From its initial simplicity, the wedding ceremony became complicated, over time to reinforce the extended family. Today, a marriage is perhaps the most important social occasion for any family.
Let us see what typically entails a marriage ceremony
A day before the wedding, the bride and her friends and female relatives gather for the ceremony of mehendi, in which their palms and feet are decorated with henna. The bride is teased with music and dance, by the other women about her future husband and in-laws.
The wedding mandap is erected at the marriage venue on the day of the wedding, within which the ceremony is conducted. The poles of the frame are draped with strings of flowers. On the wedding morning, various rituals are performed by both the bride and the groom in their own homes. Their bodies are anointed with turmeric, sandalwood paste and oils, which cleanse the body, soften the skin, and make it aromatic. They are then bathed to the chanting of Vedic mantras. Today this is done symbolically, if at all, with a token application of turmeric, sandal wood, and oil on the face and arms, before the bath. The bride now wears all her finery, helped by her family and friends. So does the groom.

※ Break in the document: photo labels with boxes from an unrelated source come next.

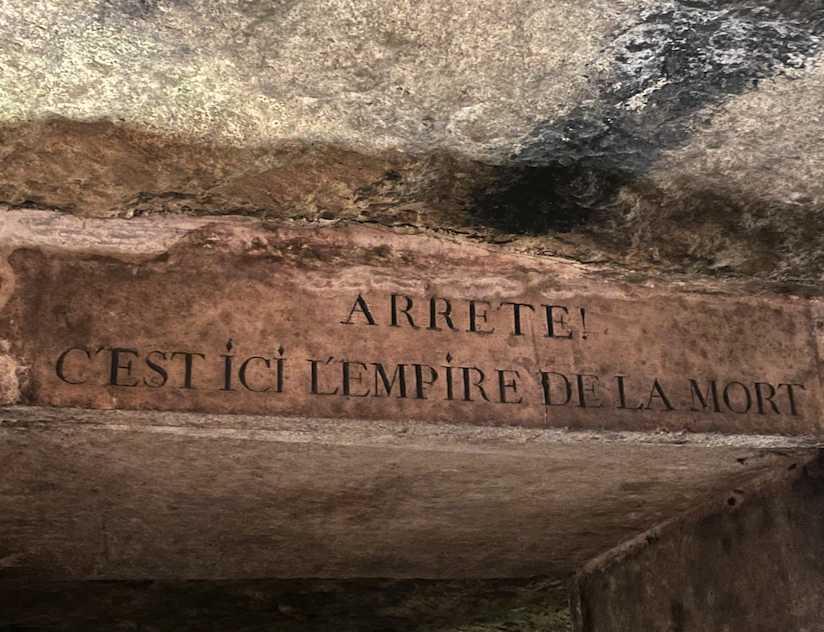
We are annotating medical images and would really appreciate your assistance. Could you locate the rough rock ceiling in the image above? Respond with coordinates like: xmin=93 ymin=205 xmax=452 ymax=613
xmin=0 ymin=0 xmax=824 ymax=282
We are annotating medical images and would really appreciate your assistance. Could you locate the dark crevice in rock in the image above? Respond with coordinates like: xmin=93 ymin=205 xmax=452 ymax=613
xmin=0 ymin=578 xmax=570 ymax=632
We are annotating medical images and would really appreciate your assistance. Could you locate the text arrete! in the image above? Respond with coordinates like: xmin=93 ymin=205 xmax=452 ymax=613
xmin=54 ymin=294 xmax=805 ymax=415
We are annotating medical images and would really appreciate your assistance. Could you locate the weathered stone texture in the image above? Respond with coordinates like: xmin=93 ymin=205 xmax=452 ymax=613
xmin=576 ymin=459 xmax=824 ymax=632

The bride and the groom garland each other in formal mutual acceptance. This custom has become a very important part of the wedding ceremony now.. After this, the bride and groom sit in the mandap next to each other before a sacrificial pit or havana kunda. The ritual of kanyadan now takes place. The bride is given to the groom by her father, or by her grandfather or brother in the absence of her father. The bride`s father first symbolically gives her to God, invoked by the priest with the mantras. The bride`s guardian takes her hands and places them in the groom`s, transferring his responsibility for her to the groom. The groom assures her father that he will not be false to her in dharma, artha, or kama. After this, the groom ties a tali (a.k.a. Mangalasutra) around the bride`s neck. The marriage ceremony then enters its most important phase, the saptapadi (seven steps), in which the couple take seven steps together, facing the north. With the fire (Agni) as the witness, they exchange the wedding vows. Legally, the marriage is now final and binding. The bride is then sprinkled with holy water, believed to purify her from any previous sins and cleanse her, in preparation for her new life ahead.

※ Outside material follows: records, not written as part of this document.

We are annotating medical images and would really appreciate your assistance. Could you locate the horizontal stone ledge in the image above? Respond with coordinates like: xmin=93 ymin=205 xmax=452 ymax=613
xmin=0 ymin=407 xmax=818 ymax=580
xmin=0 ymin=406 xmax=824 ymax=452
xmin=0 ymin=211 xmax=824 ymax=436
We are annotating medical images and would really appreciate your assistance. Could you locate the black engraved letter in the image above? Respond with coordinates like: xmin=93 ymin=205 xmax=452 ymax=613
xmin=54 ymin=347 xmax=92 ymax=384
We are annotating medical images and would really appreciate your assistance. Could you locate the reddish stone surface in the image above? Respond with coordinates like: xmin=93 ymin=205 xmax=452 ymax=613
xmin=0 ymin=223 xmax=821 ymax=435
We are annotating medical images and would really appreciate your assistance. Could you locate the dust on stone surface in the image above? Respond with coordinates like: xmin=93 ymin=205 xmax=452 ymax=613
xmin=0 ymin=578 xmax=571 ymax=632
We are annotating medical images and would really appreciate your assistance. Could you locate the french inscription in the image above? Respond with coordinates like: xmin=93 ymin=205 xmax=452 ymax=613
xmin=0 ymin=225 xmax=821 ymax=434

In the north and east, the ritual of putting Sindhoor, or vermilion powder, in the parting of the bride`s hair is performed by the groom. The husband dips his ring in vermilion powder and traces a line from the center of his wife`s hairline to the crown of her head. Brahmin grooms who have not undergone the Upanayana ritual are given a symbolic initiation. Some warrior communities like the Kodavas involve sword wielding rituals in the ceremony. During the proclamation of the couple getting united, the gathering showers the bride and groom with flower petals and the couple come out of the mandap to receive blessings and are greeted by everyone present.
The bride now leaves for her new home, bidding a tearful farewell to her own family. She now belongs to another family and no longer to her parents, for she has been ritually given away. When the bride arrives at her new home, an arati is performed for her by her mother-in-law and she is ceremonially ushered into the house. She takes care to enter, auspicious right foot first. (In some communities the bride gently kicks over a strategically placed measure of paddy as an augury of plenty for her new family. The first night is usually spent in the groom`s house or in a hotel, the couple then leaves for their honeymoon.
The customs during the wedding ceremony in India are varied and reflect the vast diversity of cultures of the land. The cultures have influenced each other with mutual borrowing of practices.